Fraser Nelson Fraser Nelson

Amid the financial turmoil, Peter versus George is the key battle

Stand by for a mighty clash between two politicians, says Fraser Nelson. The now infamous dinner between Mandelson and Osborne was a cordial parting for power-brokers of different generations who will fight each other savagely for electoral advantage

issue 11 October 2008

The Taverna Agni is one of the more expensive restaurants in Corfu, but one would scarcely expect Peter Mandelson and George Osborne to slum it. As is normal for members of London’s political elite, they found themselves in the same exotic location one August weekend. So they went to chew the kleftiko together and laugh about Gordon Brown. We know that Mr Mandelson ‘dripped pure poison’ about the Prime Minister because the fact was leaked to the press within hours — but no one ran the story. Who, after all, cared about a long-retired spin-doctor named Peter?

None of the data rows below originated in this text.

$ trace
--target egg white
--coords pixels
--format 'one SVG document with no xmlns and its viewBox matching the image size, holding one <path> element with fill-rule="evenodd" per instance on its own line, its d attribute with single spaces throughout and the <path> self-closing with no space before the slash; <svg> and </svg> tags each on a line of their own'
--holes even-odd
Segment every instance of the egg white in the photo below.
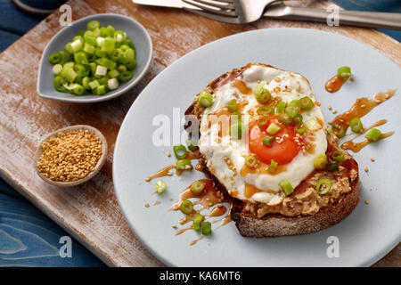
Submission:
<svg viewBox="0 0 401 285">
<path fill-rule="evenodd" d="M 281 80 L 274 80 L 277 77 Z M 286 102 L 304 96 L 309 97 L 315 102 L 309 82 L 298 73 L 254 64 L 244 70 L 237 79 L 245 82 L 247 86 L 252 90 L 258 86 L 260 81 L 267 81 L 265 84 L 265 88 L 271 92 L 272 97 L 280 96 L 282 101 Z M 282 92 L 279 94 L 274 93 L 274 87 L 280 87 Z M 291 89 L 291 92 L 282 92 L 283 89 Z M 241 94 L 230 83 L 215 90 L 213 98 L 213 105 L 207 108 L 202 116 L 208 116 L 226 107 L 228 102 L 233 99 L 236 99 L 237 102 L 248 101 L 249 103 L 241 111 L 243 114 L 247 114 L 250 109 L 258 104 L 254 95 Z M 304 122 L 315 118 L 323 121 L 322 110 L 318 106 L 303 112 L 302 116 Z M 243 117 L 243 120 L 245 124 L 248 123 L 247 116 Z M 279 183 L 282 180 L 288 180 L 294 188 L 297 187 L 314 171 L 315 158 L 327 150 L 326 134 L 322 128 L 315 132 L 315 152 L 310 154 L 299 151 L 292 161 L 286 165 L 286 171 L 275 175 L 248 173 L 245 176 L 241 176 L 240 172 L 245 164 L 245 159 L 241 154 L 248 150 L 248 142 L 232 140 L 229 136 L 224 136 L 221 140 L 218 140 L 217 136 L 218 126 L 215 124 L 209 127 L 207 124 L 209 124 L 209 121 L 202 119 L 199 142 L 200 151 L 206 157 L 208 167 L 212 170 L 214 175 L 227 189 L 228 192 L 235 191 L 236 198 L 240 200 L 250 200 L 270 205 L 280 203 L 285 195 L 282 193 Z M 227 159 L 232 161 L 232 167 L 227 165 Z M 252 184 L 264 191 L 256 192 L 252 197 L 247 198 L 244 195 L 245 183 Z"/>
</svg>

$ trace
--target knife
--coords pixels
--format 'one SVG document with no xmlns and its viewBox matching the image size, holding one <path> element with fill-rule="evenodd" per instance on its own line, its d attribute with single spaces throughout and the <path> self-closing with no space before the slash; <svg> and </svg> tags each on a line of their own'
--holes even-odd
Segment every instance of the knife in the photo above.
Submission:
<svg viewBox="0 0 401 285">
<path fill-rule="evenodd" d="M 182 2 L 181 0 L 132 1 L 135 4 L 143 5 L 198 9 L 197 7 Z M 340 10 L 338 12 L 340 20 L 338 25 L 401 29 L 400 13 L 344 10 Z M 332 17 L 332 10 L 292 7 L 285 5 L 282 2 L 279 2 L 270 4 L 263 16 L 280 20 L 325 22 L 330 25 L 329 19 Z"/>
</svg>

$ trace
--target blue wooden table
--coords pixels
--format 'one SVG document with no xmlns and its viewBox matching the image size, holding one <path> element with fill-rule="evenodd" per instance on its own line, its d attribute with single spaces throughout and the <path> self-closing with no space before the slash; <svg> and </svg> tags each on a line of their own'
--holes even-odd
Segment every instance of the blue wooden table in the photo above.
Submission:
<svg viewBox="0 0 401 285">
<path fill-rule="evenodd" d="M 401 12 L 400 0 L 333 2 L 348 10 Z M 11 0 L 0 0 L 0 53 L 40 20 L 22 13 Z M 401 31 L 382 31 L 401 41 Z M 0 266 L 104 266 L 77 240 L 70 239 L 60 226 L 0 179 Z"/>
</svg>

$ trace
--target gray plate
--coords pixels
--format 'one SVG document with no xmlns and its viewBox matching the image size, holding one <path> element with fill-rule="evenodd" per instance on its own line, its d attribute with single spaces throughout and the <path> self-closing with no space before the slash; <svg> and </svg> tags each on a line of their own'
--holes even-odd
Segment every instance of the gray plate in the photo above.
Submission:
<svg viewBox="0 0 401 285">
<path fill-rule="evenodd" d="M 137 65 L 134 69 L 134 77 L 131 80 L 120 84 L 119 87 L 109 91 L 102 96 L 83 95 L 75 96 L 69 93 L 58 92 L 54 89 L 53 80 L 54 75 L 52 71 L 53 65 L 48 61 L 48 57 L 54 53 L 64 51 L 65 45 L 78 36 L 79 31 L 86 29 L 86 24 L 93 20 L 100 21 L 101 27 L 112 25 L 116 29 L 125 31 L 127 37 L 131 39 L 135 45 L 135 58 Z M 62 28 L 47 44 L 40 60 L 37 77 L 37 94 L 40 97 L 75 103 L 91 103 L 116 98 L 134 87 L 148 70 L 152 53 L 151 37 L 146 29 L 136 20 L 119 14 L 97 14 L 82 18 L 72 22 L 70 26 Z"/>
<path fill-rule="evenodd" d="M 341 223 L 313 234 L 252 239 L 240 235 L 233 223 L 216 231 L 194 246 L 194 231 L 175 236 L 172 224 L 183 217 L 168 211 L 170 199 L 202 177 L 198 171 L 163 178 L 168 185 L 163 195 L 151 194 L 154 183 L 143 179 L 173 163 L 156 147 L 152 124 L 164 114 L 173 124 L 173 108 L 183 116 L 193 96 L 210 80 L 248 62 L 263 62 L 299 72 L 311 82 L 326 120 L 350 108 L 357 97 L 372 97 L 379 91 L 399 88 L 401 70 L 372 48 L 348 37 L 302 28 L 260 29 L 228 37 L 190 53 L 167 68 L 143 91 L 129 110 L 117 139 L 113 179 L 116 195 L 129 225 L 151 253 L 176 266 L 367 266 L 392 249 L 401 237 L 401 97 L 399 94 L 363 118 L 365 126 L 379 119 L 389 123 L 383 132 L 395 131 L 389 139 L 371 144 L 355 155 L 360 166 L 361 200 Z M 347 82 L 336 94 L 324 90 L 325 82 L 340 66 L 350 66 L 355 82 Z M 399 92 L 398 92 L 399 93 Z M 173 129 L 173 128 L 171 128 Z M 176 142 L 173 142 L 175 144 Z M 174 154 L 173 154 L 174 156 Z M 370 160 L 375 158 L 373 163 Z M 369 173 L 364 168 L 369 167 Z M 369 200 L 370 204 L 364 201 Z M 161 204 L 151 206 L 155 200 Z M 149 203 L 150 208 L 144 205 Z M 214 226 L 217 224 L 214 224 Z M 327 251 L 336 237 L 339 257 Z M 334 238 L 336 240 L 336 238 Z"/>
</svg>

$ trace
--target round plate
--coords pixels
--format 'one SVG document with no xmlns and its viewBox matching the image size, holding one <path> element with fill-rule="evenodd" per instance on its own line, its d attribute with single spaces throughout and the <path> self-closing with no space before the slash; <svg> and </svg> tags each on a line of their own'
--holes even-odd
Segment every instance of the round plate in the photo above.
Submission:
<svg viewBox="0 0 401 285">
<path fill-rule="evenodd" d="M 389 139 L 355 154 L 359 163 L 361 199 L 356 208 L 340 224 L 312 234 L 252 239 L 240 235 L 233 222 L 198 241 L 195 231 L 176 236 L 173 224 L 183 217 L 168 211 L 178 194 L 201 173 L 164 177 L 168 189 L 152 194 L 154 183 L 144 178 L 174 163 L 168 158 L 180 134 L 176 125 L 193 97 L 223 73 L 248 62 L 262 62 L 299 72 L 310 81 L 322 103 L 326 121 L 348 110 L 358 97 L 399 88 L 401 70 L 372 48 L 348 37 L 301 28 L 269 28 L 237 34 L 206 45 L 176 61 L 142 92 L 129 110 L 117 139 L 113 179 L 121 210 L 135 234 L 151 252 L 173 266 L 367 266 L 392 249 L 401 237 L 401 97 L 398 94 L 364 118 L 365 126 L 379 119 L 380 128 L 395 131 Z M 340 66 L 350 66 L 355 82 L 336 94 L 325 82 Z M 169 145 L 158 146 L 160 122 L 171 126 Z M 173 126 L 176 126 L 173 127 Z M 183 128 L 181 134 L 184 134 Z M 371 161 L 371 158 L 376 159 Z M 369 172 L 364 171 L 368 167 Z M 172 201 L 171 200 L 174 200 Z M 364 201 L 368 200 L 369 205 Z M 154 201 L 160 204 L 153 206 Z M 145 204 L 151 206 L 145 208 Z M 213 228 L 218 224 L 213 224 Z M 337 250 L 338 249 L 338 250 Z"/>
<path fill-rule="evenodd" d="M 72 38 L 78 35 L 80 30 L 86 30 L 86 25 L 91 20 L 98 20 L 101 27 L 113 26 L 118 30 L 127 33 L 127 37 L 131 39 L 135 45 L 136 67 L 133 71 L 134 77 L 127 82 L 120 83 L 119 88 L 107 92 L 104 95 L 98 96 L 86 94 L 76 96 L 67 92 L 58 92 L 54 89 L 53 81 L 54 74 L 52 71 L 53 65 L 47 60 L 53 53 L 64 51 Z M 152 45 L 151 37 L 146 29 L 132 18 L 113 14 L 96 14 L 75 20 L 70 26 L 60 30 L 47 44 L 43 52 L 39 63 L 37 90 L 37 94 L 45 99 L 58 100 L 74 103 L 94 103 L 110 100 L 122 95 L 133 88 L 145 75 L 151 66 Z"/>
</svg>

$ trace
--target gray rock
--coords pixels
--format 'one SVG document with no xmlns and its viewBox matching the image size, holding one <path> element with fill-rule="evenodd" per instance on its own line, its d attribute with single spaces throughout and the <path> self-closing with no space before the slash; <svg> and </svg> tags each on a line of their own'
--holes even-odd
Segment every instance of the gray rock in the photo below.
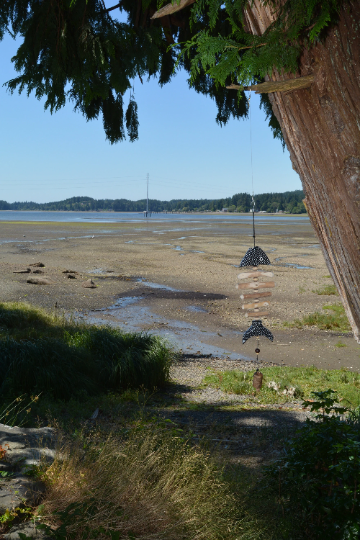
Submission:
<svg viewBox="0 0 360 540">
<path fill-rule="evenodd" d="M 45 460 L 55 457 L 55 432 L 52 428 L 19 428 L 0 424 L 0 445 L 6 450 L 1 470 L 13 476 L 0 479 L 0 513 L 20 505 L 36 505 L 45 490 L 44 484 L 25 473 Z"/>
<path fill-rule="evenodd" d="M 53 285 L 53 282 L 45 278 L 29 278 L 26 280 L 26 283 L 31 283 L 32 285 Z"/>
<path fill-rule="evenodd" d="M 34 481 L 29 476 L 14 474 L 9 480 L 0 480 L 0 513 L 17 506 L 35 506 L 45 491 L 42 482 Z"/>
<path fill-rule="evenodd" d="M 97 285 L 93 282 L 92 279 L 88 279 L 87 281 L 84 281 L 82 284 L 85 289 L 96 289 Z"/>
</svg>

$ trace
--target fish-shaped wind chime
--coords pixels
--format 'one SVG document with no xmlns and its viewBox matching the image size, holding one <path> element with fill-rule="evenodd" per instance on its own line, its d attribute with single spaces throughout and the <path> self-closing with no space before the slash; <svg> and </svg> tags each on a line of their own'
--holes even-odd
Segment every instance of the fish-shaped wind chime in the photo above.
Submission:
<svg viewBox="0 0 360 540">
<path fill-rule="evenodd" d="M 271 296 L 271 291 L 266 291 L 265 289 L 272 289 L 275 287 L 274 281 L 260 281 L 262 278 L 272 278 L 274 274 L 272 272 L 264 272 L 259 267 L 265 266 L 270 263 L 269 257 L 266 253 L 255 245 L 255 201 L 254 197 L 252 198 L 253 203 L 253 238 L 254 238 L 254 247 L 249 248 L 245 253 L 244 258 L 240 263 L 240 268 L 251 267 L 250 272 L 242 272 L 238 275 L 238 279 L 241 283 L 238 283 L 236 286 L 237 289 L 241 290 L 240 298 L 244 300 L 242 306 L 243 309 L 247 310 L 246 316 L 253 318 L 251 326 L 243 334 L 243 343 L 245 343 L 249 338 L 257 336 L 264 336 L 270 341 L 274 340 L 274 336 L 263 326 L 262 320 L 260 317 L 266 317 L 269 312 L 264 311 L 269 305 L 268 298 Z M 245 279 L 250 279 L 249 282 L 244 282 Z M 245 292 L 249 291 L 249 292 Z M 251 291 L 251 292 L 250 292 Z M 266 300 L 264 300 L 266 299 Z M 255 349 L 257 359 L 260 353 L 259 343 Z"/>
</svg>

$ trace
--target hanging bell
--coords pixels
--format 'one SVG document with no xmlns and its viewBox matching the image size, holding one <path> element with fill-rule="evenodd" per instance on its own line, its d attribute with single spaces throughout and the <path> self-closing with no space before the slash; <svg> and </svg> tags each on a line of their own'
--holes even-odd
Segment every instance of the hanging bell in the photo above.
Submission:
<svg viewBox="0 0 360 540">
<path fill-rule="evenodd" d="M 262 387 L 263 374 L 258 369 L 255 371 L 253 376 L 253 387 L 256 392 L 259 392 Z"/>
<path fill-rule="evenodd" d="M 262 264 L 271 264 L 271 262 L 269 260 L 269 257 L 266 255 L 265 251 L 263 251 L 258 246 L 255 246 L 247 250 L 247 252 L 245 253 L 240 263 L 240 267 L 260 266 Z"/>
<path fill-rule="evenodd" d="M 274 341 L 274 336 L 272 335 L 270 330 L 263 326 L 262 321 L 259 320 L 253 321 L 250 328 L 248 328 L 246 332 L 244 332 L 243 343 L 246 343 L 246 341 L 253 336 L 265 336 L 270 339 L 270 341 Z"/>
</svg>

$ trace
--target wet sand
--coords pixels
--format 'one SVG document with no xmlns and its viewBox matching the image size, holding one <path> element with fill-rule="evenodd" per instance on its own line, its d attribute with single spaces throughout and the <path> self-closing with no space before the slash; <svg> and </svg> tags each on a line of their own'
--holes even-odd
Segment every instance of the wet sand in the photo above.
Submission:
<svg viewBox="0 0 360 540">
<path fill-rule="evenodd" d="M 240 260 L 253 244 L 251 223 L 213 220 L 140 223 L 1 222 L 2 301 L 26 301 L 74 317 L 166 337 L 184 354 L 254 359 L 256 338 L 236 290 Z M 360 368 L 350 335 L 287 329 L 284 322 L 339 303 L 316 289 L 332 283 L 308 222 L 257 223 L 257 245 L 268 254 L 276 287 L 263 323 L 275 339 L 260 338 L 260 359 L 288 365 Z M 42 262 L 52 285 L 26 283 L 14 270 Z M 64 270 L 78 272 L 68 279 Z M 241 270 L 244 271 L 244 270 Z M 96 289 L 82 283 L 92 278 Z M 57 308 L 55 308 L 57 303 Z M 339 343 L 345 347 L 337 347 Z"/>
</svg>

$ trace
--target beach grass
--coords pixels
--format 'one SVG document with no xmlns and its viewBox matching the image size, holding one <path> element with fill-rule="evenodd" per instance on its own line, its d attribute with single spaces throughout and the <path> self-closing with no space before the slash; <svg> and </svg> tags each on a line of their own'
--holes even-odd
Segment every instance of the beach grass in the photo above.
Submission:
<svg viewBox="0 0 360 540">
<path fill-rule="evenodd" d="M 43 516 L 74 540 L 266 538 L 219 462 L 173 423 L 138 421 L 85 453 L 67 444 L 43 480 Z"/>
<path fill-rule="evenodd" d="M 226 393 L 244 396 L 249 401 L 259 404 L 286 403 L 299 399 L 311 399 L 312 392 L 331 388 L 347 406 L 360 405 L 360 374 L 342 369 L 318 369 L 311 367 L 266 367 L 261 368 L 263 386 L 260 392 L 254 394 L 252 386 L 253 372 L 224 371 L 212 372 L 206 375 L 203 385 L 218 388 Z M 269 388 L 269 383 L 275 383 L 278 390 Z M 275 386 L 271 385 L 271 386 Z M 294 388 L 294 396 L 287 392 Z"/>
<path fill-rule="evenodd" d="M 302 319 L 295 319 L 292 322 L 285 322 L 284 326 L 290 328 L 304 328 L 304 326 L 314 326 L 320 330 L 333 330 L 335 332 L 351 332 L 351 326 L 346 316 L 342 304 L 329 304 L 323 307 L 325 313 L 316 311 L 310 313 Z"/>
<path fill-rule="evenodd" d="M 0 392 L 68 400 L 126 388 L 162 387 L 173 351 L 157 336 L 125 333 L 0 304 Z"/>
<path fill-rule="evenodd" d="M 335 285 L 324 285 L 320 289 L 313 290 L 314 293 L 319 294 L 320 296 L 339 296 Z"/>
</svg>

Scroll forward six weeks and that conversation is front-page news. When Mr Mandelson counter-attacked, hinting that he might well leak whatever indiscretions Mr Osborne made over the ouzo, it was an appetising hint of many skirmishes to come between the two politicians. The economy may be imploding and banks may be collapsing, and the two may be officially cast as Business Secretary and shadow chancellor. But their real job is to be chief political strategists for their respective parties — to wage brutal political war amid the economic turmoil. And the two have more in common than either would care to admit.

The fact that they had that dinner itself is eloquent. At the time, there was even loose talk in Tory headquarters about mischievously renewing Mr Mandelson’s five-year term as a European Commissioner if he agreed to defect. The plan was more than a little fanciful — it’s one thing hating Gordon Brown, quite another turning Tory (especially if you are Herbert Morrison’s grandson). It was not ideological convergence that made it easy for Mandelson to get on with Osborne, but a shared taste for top-of-the-range networking.

When the Business Secretary was rushed to hospital on Monday morning (for kidney stone removal, as it turned out) it is tempting to guess that Mr Osborne’s first thought was, ‘I wonder what he meant by that?’ Both detect politics in everything.